Predicting Decades of "Repression" and "Expulsions" in Occupied Territories

By , About.com Guide

De Gaulle and richard nixon

Richard Nixon and Charles De Gaulle in a White House photograph from March 2, 1969. That's a young Richard Nixon to the left. The fourth man is unidentified.

At a wide-ranging news conference on Nov. 27, 1967, French President Charles De Gaulle condemned Israel’s Six-Day War for its subsequent occupation of Arab territories in Jordan, Syria and Egypt, and subjugation of local populations. De Gaulle’s words would prove keenly prophetic as he predicted that Israel could not carry out a long-term occupation “without oppression, repression, expulsions and resistance, which Israel, in its turn, calls terrorism.”

According to a Nov. 28 Reuters dispatch, De Gaulle during the news conference also said that “during the Suez affair of 1956 the Israelis emerged as a war-like state determined to expand. He condemned Israel as the aggressor in her war with the Arabs last June.”

The day after De Gaulle’s conference, the Israeli government in a brief communiqué called De Gaulle’s words a “historical distortion” and a “grave affront to the Jewish people and the State of Israel.” The Egyptian government calls De Gaulle's stance "heartlifting, encouraging, courageous."

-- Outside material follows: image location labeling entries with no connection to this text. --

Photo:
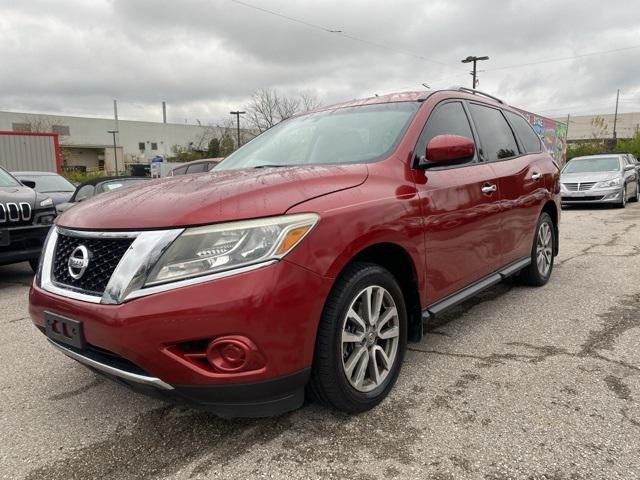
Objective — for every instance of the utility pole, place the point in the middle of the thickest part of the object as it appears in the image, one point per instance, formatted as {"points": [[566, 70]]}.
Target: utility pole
{"points": [[473, 59], [115, 148], [237, 113], [615, 121]]}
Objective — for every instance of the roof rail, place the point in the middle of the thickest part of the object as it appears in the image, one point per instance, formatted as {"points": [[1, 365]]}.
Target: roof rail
{"points": [[478, 92]]}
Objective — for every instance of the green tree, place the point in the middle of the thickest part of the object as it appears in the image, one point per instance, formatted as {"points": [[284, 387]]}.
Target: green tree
{"points": [[213, 150]]}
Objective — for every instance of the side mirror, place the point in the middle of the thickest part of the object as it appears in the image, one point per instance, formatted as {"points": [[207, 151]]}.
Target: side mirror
{"points": [[448, 149]]}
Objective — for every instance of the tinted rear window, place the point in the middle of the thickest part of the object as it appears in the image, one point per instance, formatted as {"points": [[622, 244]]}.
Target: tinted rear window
{"points": [[496, 137], [529, 138]]}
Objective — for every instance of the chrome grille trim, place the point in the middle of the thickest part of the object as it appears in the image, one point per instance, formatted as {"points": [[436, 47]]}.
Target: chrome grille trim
{"points": [[25, 210], [125, 282]]}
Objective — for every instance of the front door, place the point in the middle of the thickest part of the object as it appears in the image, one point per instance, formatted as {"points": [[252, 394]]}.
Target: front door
{"points": [[461, 210]]}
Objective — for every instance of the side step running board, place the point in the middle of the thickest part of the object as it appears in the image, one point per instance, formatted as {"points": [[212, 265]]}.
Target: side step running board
{"points": [[460, 296]]}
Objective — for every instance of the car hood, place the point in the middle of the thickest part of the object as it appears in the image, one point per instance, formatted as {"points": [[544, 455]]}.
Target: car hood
{"points": [[588, 176], [18, 195], [217, 196]]}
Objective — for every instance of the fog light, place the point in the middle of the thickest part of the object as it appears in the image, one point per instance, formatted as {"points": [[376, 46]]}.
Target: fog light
{"points": [[234, 353]]}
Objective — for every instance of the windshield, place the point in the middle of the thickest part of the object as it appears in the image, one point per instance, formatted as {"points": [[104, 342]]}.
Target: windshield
{"points": [[600, 164], [346, 135], [6, 180], [50, 183]]}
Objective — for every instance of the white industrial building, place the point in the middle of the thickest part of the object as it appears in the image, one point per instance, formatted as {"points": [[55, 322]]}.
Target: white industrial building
{"points": [[582, 127], [86, 143]]}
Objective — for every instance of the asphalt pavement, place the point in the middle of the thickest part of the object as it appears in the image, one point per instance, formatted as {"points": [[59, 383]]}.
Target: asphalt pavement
{"points": [[518, 383]]}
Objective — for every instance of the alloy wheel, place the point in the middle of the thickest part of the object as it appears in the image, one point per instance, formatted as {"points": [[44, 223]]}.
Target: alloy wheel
{"points": [[544, 249], [370, 337]]}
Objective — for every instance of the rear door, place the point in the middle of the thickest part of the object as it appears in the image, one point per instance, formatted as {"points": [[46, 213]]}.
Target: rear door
{"points": [[521, 168], [460, 221]]}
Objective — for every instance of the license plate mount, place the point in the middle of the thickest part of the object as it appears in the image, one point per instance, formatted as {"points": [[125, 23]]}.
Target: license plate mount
{"points": [[64, 330]]}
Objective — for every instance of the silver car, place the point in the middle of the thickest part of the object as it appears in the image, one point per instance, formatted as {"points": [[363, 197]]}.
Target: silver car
{"points": [[609, 178]]}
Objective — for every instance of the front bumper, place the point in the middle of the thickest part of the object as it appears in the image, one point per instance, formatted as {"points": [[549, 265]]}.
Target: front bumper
{"points": [[25, 243], [609, 195], [277, 307]]}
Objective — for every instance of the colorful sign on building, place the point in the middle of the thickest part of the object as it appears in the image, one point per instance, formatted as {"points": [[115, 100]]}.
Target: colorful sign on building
{"points": [[552, 133]]}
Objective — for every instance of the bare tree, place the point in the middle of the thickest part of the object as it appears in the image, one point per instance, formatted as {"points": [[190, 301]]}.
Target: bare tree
{"points": [[268, 107], [309, 101]]}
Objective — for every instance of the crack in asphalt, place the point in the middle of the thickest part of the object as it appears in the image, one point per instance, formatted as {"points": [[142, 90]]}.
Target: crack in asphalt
{"points": [[612, 242]]}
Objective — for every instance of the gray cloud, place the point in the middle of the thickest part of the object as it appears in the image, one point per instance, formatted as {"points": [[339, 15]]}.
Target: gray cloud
{"points": [[206, 56]]}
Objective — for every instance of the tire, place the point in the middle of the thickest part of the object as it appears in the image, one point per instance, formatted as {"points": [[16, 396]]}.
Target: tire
{"points": [[623, 201], [535, 275], [337, 363], [34, 263]]}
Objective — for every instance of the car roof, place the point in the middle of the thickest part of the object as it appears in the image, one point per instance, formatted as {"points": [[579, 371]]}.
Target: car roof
{"points": [[200, 160], [600, 155], [36, 173], [419, 96], [96, 181]]}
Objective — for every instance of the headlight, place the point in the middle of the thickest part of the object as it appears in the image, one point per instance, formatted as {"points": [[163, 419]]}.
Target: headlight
{"points": [[614, 182], [205, 250]]}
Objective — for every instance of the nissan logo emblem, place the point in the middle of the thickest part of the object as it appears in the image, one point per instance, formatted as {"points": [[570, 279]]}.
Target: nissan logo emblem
{"points": [[78, 262]]}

De Gaulle’s characterization of what Israel was unleashing in the Occupied Territories would be vindicated by history, however, and his policy recommendations were in line with United Nations Security Council Resolution 242, which would form the basis of peace negotiations for subsequent decades.

The news conference touched on a matters as varied as American power in European business relations, Britain’s role in the Common Market (the forerunner of the European Union), the status of the British currency and the balancing of American power in the world. The following are De Gaulle’s remarks regarding the Arab-Israeli situation:

DE GAULLE: In order to avoid hostilities, since May 24 France had been proposing to the three other great powers that she, jointly with the others, prohibit each of the two sides [Arabs and Israelis] from starting fighting.

We know that the voice of France went unheard, as Israel attacked and in six days of fighting, captured the objectives it had set itself.

Now, on the territories it has captured, it is organizing an occupation that cannot be carried out without oppression, repression, expulsions and resistance, which Israel, in its turn, calls terrorism.

It is true that at the moment the two belligerents are, in a more or less precarious and irregular way, observing the cease-fire proscribed by the United Nations, but it is quite obvious that the conflict is only suspended, and that there can be no solution except through international channels.

But unless the United Nations tears up it6s charter, a settlement along these channels must take place on the basis of the excavation of territories seized by force, the end of all belligerence, and the recognition of each of the states involved by all the other states.

After this, it would probably be possible, with decisions by the United Nations and the presence and guarantee of their forces, to lay down exactly the frontiers, conditions for life and security of both sides, the fate of the refugees and minorities, and the details of free navigation for all in the Gulf of Aqaba and the Suez Canal.

To this particular settlement, France believes there should be added an international statute for Jerusalem.